Seine Hände verließen bereits wieder meine Hüften, wanderten meine Arme hinauf, bis zu meinen Schultern, und drehten mich zu ihm um, sodass meine Nase beinahe gegen sein Schlüsselbein stieß und sein Kinn meine Stirn streifte.
Ich war zwar klein, aber Liounem dafür auch ein wahrhafter Riese. Ich hegte immer noch große Hoffnungen, wenigstens noch ein kleines Stück zu wachsen, was aber wohl nie passieren würde.
,,Warum kommst Du erst so spät?" fragte ich leise und schmiegte meine, vor Kälte zitternden, Hände an seinen warmen Oberkörper.
Statt einer Antwort bekam ich jedoch nur ein gehauchtes ,,Ich liebe dich“ und einen sanften Kuss auf den Scheitel. Zwar ärgerte es mich, dass ich keine Antwort bekommen hatte, aber bei diesen Worten stieg eine mollige Wärme in mir auf und kroch durch meinen gesamten Körper, sodass mein Ärger sofort wieder verflog.
Es war unheimlich kalt an diesem Abend. So kalt, dass ich unter Liounems Arm hindurch beobachten konnte, wie der Frost die Baumstämme hinaufkroch und silbern glänzende Muster auf die Rinde zauberte.
Die Sonne war gerade untergegangen. Über den Bergen waren noch rosane Schleier zu erkennen, die sich langsam tiefrot färbten und schließlich verblassten. Hinter uns stand bereits der Mond am sternenübersähten Himmel, welcher in einem warmen Goldton erstrahlte und einen glänzenden Schein auf die vor Kälte erstarrten Baumwipfel warf.
Ich blickte zu Liounem auf und erlaubte seinen Händen noch ein Stück weiter nach oben zu wandern, bis sie meine Wangen umschmiegten und sein Daumen zärtlich über die Stelle unter meinem Auge strich, wo sich beinahe alle meiner Sommersprossen tummelten.

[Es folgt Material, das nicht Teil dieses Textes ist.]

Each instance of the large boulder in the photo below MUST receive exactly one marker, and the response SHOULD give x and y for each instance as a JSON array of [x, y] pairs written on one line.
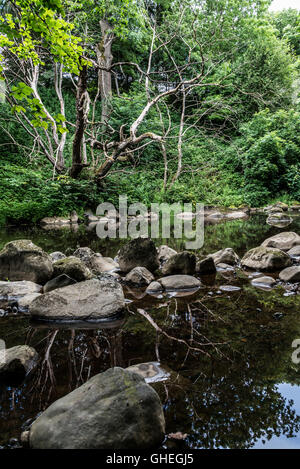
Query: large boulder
[[225, 256], [139, 276], [266, 259], [17, 362], [290, 274], [113, 410], [73, 267], [23, 260], [90, 300], [174, 283], [139, 252], [284, 241], [181, 263]]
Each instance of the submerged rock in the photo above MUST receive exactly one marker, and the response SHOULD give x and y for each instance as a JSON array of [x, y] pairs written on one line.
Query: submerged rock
[[139, 252], [72, 267], [164, 253], [62, 280], [290, 274], [23, 260], [181, 263], [266, 259], [139, 276], [225, 256], [206, 266], [90, 300], [113, 410], [174, 283], [284, 241], [17, 362]]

Sein Gesicht war vor Kälte erblasst, die Lippen violett, doch seine tiefblauen Augen funkelten. Den abgetragenen Leinenmantel trug er offen, sodass ich meine Arme direkt um sein verwaschenes, graues Hemd schlingen konnte.
,,Du bist so schön warm“ hauchte ich wohlwollend.
Seine Körperwärme war das reinste Paradies. Über eine Stunde hatte ich zuvor zwischen den frierenden Baumstämmen in der Kälte gesessen, auf meine Hände gehaucht und darauf gewartet, dass Liounem endlich zwischen den Tannen auftauchte.
Noch ein bisschen dichter schmiegte ich meine Wange an seine Brust und lauschte der beruhigenden Melodie seines Herzschlags.
,,Wollen wir dann,“ er strich mir das wirre Haar aus dem Gesicht, ,,runter ins Dorf ?"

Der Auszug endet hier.